26 October - 04 December 2016


The Transavanguardia, one of Italy’s most important postwar artistic movements, was part of an international revival of expressionist painting in the late 1970s and 1980s. The term, which literally means ‘beyond the avant-garde’, was coined by critic Achille Bonito Oliva in 1979. He wrote: “The trans-avant-garde rejects the idea of an artistic process aimed entirely at conceptual abstraction. It introduces the possibility of not considering the linear course of earlier art as final…”.

The movement reacted against the original avant-garde and against the omnipresent conceptual art by reintroducing emotion and poetical subjectivity in drawing, painting and sculpture. The Transavanguardia returned to styles of the past and quoted avidly from art history, classical mythology, popular culture and national symbolistic tradition.

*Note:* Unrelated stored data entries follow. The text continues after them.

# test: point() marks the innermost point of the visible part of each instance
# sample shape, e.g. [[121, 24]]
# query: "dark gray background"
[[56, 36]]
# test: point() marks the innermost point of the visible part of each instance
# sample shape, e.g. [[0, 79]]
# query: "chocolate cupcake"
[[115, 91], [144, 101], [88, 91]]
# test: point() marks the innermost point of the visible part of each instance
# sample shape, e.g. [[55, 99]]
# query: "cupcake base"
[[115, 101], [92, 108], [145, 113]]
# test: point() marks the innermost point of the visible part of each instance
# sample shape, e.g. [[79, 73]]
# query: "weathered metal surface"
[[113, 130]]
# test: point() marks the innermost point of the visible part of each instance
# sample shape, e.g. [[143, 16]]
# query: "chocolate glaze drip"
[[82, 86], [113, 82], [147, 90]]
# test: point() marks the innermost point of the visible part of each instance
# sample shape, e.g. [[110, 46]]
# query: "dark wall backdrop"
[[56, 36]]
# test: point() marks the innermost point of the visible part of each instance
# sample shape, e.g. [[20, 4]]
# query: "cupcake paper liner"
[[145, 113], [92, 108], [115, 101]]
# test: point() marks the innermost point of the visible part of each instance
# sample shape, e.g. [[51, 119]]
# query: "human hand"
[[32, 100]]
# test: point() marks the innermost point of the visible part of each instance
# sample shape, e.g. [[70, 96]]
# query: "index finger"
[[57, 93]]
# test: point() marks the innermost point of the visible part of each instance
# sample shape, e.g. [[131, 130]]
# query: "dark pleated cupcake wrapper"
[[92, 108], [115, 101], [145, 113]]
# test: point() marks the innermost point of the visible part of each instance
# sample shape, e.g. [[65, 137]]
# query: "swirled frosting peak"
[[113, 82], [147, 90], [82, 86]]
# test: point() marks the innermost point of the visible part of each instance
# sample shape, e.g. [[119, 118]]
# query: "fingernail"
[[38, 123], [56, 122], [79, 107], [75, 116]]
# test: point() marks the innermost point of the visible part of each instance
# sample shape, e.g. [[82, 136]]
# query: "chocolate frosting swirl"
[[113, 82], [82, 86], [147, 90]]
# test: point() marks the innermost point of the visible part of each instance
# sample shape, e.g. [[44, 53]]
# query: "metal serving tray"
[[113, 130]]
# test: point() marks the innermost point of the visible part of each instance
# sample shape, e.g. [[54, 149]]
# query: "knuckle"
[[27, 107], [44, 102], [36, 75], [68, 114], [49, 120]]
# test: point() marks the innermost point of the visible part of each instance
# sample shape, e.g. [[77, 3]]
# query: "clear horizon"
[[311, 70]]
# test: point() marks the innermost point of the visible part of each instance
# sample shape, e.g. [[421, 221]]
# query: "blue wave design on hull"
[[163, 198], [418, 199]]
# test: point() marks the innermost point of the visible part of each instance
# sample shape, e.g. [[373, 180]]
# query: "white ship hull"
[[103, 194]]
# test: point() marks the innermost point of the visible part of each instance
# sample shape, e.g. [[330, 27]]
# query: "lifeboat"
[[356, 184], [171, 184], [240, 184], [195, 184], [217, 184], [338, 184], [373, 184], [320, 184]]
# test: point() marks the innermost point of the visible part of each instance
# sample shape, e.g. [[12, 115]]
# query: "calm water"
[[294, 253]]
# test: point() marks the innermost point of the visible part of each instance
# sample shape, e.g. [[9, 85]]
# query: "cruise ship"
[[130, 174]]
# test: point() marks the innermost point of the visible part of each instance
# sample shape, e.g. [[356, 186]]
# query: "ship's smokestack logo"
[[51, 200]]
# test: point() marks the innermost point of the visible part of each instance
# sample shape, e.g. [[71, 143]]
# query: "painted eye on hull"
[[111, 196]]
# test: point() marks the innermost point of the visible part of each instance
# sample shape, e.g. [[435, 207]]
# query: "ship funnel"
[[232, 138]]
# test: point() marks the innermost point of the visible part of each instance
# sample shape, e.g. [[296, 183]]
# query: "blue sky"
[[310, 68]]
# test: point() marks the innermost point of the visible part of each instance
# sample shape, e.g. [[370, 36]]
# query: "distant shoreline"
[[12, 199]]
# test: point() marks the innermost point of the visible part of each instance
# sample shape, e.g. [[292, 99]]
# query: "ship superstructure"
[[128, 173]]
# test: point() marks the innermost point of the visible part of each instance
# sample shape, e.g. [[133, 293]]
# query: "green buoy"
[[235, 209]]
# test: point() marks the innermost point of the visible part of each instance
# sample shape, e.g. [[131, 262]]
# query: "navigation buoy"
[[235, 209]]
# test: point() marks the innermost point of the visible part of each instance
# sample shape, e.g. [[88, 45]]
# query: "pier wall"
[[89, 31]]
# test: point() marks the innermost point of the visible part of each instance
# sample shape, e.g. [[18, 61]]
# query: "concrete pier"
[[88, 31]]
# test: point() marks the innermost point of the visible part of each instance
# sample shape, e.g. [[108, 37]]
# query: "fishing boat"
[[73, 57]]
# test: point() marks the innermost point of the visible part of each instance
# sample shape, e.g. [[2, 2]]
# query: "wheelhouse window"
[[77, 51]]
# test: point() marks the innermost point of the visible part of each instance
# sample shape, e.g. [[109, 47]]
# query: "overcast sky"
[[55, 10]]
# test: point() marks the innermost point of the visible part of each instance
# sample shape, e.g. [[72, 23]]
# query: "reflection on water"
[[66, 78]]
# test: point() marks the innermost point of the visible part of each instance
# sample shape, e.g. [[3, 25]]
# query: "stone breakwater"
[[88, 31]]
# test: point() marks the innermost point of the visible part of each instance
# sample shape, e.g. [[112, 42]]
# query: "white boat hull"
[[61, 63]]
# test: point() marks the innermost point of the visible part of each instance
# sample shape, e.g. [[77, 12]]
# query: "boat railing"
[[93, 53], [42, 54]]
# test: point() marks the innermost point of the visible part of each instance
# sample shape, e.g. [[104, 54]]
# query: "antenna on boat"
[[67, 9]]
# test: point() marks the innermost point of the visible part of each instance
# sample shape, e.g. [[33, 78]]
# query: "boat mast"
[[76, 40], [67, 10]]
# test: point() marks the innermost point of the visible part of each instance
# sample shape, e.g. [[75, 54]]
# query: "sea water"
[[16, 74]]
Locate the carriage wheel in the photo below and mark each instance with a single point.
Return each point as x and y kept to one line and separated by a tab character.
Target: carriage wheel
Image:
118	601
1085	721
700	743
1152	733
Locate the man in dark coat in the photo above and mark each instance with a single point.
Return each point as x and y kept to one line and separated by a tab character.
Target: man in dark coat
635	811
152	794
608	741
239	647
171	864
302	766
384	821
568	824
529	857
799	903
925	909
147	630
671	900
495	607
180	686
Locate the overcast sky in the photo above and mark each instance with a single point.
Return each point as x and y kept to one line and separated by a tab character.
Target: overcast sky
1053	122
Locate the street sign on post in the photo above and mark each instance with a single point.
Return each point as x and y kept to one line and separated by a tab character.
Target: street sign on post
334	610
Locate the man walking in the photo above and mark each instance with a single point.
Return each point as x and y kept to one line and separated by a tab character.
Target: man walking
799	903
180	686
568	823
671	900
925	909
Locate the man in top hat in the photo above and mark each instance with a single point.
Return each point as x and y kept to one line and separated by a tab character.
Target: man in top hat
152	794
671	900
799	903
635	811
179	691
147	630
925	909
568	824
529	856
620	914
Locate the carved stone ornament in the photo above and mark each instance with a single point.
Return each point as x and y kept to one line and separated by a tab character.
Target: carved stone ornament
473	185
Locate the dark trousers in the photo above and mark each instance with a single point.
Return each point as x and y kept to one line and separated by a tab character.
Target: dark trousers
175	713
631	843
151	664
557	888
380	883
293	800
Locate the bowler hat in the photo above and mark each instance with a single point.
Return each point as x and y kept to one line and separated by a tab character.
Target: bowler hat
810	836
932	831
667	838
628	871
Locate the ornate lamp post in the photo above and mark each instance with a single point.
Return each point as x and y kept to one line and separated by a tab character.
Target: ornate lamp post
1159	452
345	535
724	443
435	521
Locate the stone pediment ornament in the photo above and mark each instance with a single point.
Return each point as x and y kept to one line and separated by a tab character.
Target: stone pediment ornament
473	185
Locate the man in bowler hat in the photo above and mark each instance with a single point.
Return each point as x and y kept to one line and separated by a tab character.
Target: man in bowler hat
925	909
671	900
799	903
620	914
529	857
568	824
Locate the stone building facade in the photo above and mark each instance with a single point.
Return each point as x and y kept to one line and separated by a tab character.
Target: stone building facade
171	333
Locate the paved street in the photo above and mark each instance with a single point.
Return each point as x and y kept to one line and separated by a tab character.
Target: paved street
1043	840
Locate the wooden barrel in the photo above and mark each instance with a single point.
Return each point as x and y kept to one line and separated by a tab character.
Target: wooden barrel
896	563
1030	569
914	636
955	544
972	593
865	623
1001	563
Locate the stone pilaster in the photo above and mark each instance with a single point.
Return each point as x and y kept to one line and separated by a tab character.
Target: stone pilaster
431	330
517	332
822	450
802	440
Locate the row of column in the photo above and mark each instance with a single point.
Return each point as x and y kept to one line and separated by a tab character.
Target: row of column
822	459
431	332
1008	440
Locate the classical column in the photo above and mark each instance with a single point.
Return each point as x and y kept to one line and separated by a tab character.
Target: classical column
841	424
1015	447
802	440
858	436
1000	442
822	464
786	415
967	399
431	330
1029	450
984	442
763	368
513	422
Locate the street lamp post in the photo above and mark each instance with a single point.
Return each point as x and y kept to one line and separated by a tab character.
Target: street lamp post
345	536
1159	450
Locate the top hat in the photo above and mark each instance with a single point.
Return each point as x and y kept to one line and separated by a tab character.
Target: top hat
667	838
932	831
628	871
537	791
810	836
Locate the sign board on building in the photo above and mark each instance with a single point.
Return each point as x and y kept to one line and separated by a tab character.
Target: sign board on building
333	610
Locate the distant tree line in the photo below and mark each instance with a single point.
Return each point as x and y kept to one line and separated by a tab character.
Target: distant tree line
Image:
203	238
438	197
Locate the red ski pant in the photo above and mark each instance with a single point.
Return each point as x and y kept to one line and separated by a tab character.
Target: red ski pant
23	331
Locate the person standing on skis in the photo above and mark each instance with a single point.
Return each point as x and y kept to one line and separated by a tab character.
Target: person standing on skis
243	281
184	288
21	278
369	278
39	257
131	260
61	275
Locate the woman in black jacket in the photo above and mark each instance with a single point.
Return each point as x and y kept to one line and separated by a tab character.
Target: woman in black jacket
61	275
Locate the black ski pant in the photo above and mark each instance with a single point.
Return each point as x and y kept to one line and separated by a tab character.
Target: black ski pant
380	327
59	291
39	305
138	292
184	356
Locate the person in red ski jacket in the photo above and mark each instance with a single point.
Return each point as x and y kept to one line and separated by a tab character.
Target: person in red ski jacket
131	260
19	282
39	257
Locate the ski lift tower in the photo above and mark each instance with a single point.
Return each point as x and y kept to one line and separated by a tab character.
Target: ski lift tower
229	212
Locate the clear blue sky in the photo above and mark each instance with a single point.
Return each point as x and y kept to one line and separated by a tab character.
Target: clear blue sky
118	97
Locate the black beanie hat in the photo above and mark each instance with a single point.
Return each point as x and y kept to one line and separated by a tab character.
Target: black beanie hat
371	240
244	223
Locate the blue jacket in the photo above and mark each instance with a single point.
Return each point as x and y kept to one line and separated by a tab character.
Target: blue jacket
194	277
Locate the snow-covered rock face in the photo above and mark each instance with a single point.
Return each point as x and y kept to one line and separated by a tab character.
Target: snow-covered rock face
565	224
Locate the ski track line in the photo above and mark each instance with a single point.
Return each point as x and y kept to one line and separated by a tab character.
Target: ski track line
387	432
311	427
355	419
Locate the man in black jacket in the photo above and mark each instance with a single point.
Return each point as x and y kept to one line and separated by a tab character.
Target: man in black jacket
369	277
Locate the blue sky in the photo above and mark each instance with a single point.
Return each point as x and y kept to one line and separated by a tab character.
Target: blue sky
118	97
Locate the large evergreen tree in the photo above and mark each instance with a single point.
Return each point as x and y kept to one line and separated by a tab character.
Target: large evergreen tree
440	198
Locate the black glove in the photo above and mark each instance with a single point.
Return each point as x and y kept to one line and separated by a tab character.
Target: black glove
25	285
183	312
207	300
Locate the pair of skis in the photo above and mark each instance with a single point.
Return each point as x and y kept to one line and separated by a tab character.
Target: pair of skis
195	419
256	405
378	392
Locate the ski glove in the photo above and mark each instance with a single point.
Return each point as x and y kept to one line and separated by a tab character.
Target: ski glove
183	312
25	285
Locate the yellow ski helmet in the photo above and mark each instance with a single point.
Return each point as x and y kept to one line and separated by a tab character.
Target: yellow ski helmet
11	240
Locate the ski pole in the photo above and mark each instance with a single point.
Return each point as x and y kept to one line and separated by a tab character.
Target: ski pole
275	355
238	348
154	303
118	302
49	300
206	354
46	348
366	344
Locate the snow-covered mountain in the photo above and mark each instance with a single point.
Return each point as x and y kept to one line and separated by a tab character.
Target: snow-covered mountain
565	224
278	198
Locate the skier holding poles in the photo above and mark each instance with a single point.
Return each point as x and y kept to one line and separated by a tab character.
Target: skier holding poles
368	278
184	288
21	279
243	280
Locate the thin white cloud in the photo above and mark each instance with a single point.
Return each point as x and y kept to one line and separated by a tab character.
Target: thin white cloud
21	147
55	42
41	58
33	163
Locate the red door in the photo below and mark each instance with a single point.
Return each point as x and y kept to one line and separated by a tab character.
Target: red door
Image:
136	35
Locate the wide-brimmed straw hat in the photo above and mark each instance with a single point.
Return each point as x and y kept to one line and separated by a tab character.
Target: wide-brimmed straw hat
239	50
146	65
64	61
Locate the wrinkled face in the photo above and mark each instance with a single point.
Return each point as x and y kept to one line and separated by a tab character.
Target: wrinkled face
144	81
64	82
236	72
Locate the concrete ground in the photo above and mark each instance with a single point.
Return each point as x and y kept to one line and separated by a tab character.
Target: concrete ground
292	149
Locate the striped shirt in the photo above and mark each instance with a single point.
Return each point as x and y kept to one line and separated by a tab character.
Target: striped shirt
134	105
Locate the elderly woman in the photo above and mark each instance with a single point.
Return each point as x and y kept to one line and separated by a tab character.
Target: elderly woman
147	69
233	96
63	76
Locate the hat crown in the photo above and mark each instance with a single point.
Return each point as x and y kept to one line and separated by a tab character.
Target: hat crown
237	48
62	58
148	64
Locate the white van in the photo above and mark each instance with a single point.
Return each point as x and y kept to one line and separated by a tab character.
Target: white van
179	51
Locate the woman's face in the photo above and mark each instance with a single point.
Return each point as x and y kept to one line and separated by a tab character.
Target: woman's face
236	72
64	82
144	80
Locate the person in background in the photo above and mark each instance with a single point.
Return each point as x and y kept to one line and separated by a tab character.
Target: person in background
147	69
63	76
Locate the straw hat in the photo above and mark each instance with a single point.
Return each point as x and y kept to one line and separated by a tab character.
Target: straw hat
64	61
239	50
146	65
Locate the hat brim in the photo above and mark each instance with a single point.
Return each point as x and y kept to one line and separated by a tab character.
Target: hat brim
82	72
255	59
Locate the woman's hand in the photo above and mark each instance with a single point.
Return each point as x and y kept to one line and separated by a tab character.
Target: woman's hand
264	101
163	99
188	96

In the beginning of the 80s Deweer Gallery was the first Belgian gallery to introduce the Italian Transavanguardia.

The gallery is proud to be able to respond to a renewed interest in this historical movement by presenting a retrospective show featuring works - all of them available – not only by leading Transavanguardia artists Francesco Clemente, Enzo Cucchi, Giuseppe Gallo and Mimmo Paladino but also by Domenico Bianchi and Gianni Dessì, two prominent members of a group of younger artists working in Rome who were influenced by the movement’s subjectivity and spontaneity and who became great artistic personalities on their own.

Figures in the work of Domenico Bianchi (1955) have no iconographic or figurative origin. His drawings and paintings evoke associations with misty landscapes and ghostly visions. He often provides his compositions with rune-like characters and geometric arabesques. Bianchi tries to shape a universal, recognizable space, not unlike what is created through poetry or music.

Influenced by diverse thinkers such as Gregory Bateson, William Blake, Allen Ginsberg and Krishnamurti, Francesco Clemente (1952) has adopted a vast variety of mediums and materials, working with oil paint, watercolor, pastel, and printmaking. His work developed and continues to develop in a non-linear mode, not defined by style but rather by a registration of the fluctuations of his own person. As a result, his work is stylistically varied. It embraces not only diverse mediums but also diverse cultures. In the 1980s, Clemente lived in India and New York and worked with Indian craftsmen as well as painters like Basquiat and Warhol.

Enzo Cucchi (1949), considered one of the key figures within the Italian Transavanguardia, especially wishes to distance himself of any interpretation of the world that is cerebral, in order to set free a more irrational energy. He creates images and objects that aim to restore myth as an important guideline for humanity, tapping from old European and Italian cultural sources. Cucchi’s visual works are often created in interaction with poetical thought and writing. The poetical quality of his imagery is extraordinary.

Gianni Dessì (1955) started his artistic career in theater and scenography and, via a remarkable performance, ended up making visual art. His interest in space and expression remained crucial. In the nineties Dessi joined a group of artists called Nuova Scuola Romana di San Lorenzo and created heterogeneous work using a wide range of materials such as oil paint and encaustic (natural bees wax and dammar resin). A search for ways to strengthen the relationship of painting and sculpture with the space and for the fundamental expressive qualities of colors and shapes has been a major motivation throughout Dessi’s artistic development.

At the beginning of his artistic life Mimmo Paladino (1948) was primarily engaged in drawing, which has determined the style of his later work as a painter, sculptor and graphic artist. Along with Sandro Chia and Enzo Cucchi, Paladino was very crucial to the Tranavanguardia. He developed an allegorical, figurative imagery, influenced mainly by Christian art and classical mythology but also by Egyptian, tribal and modern art. His work is characterized by a deeply expressive style and a fascination for existential themes. Paladino was very proficient at several graphic techniques.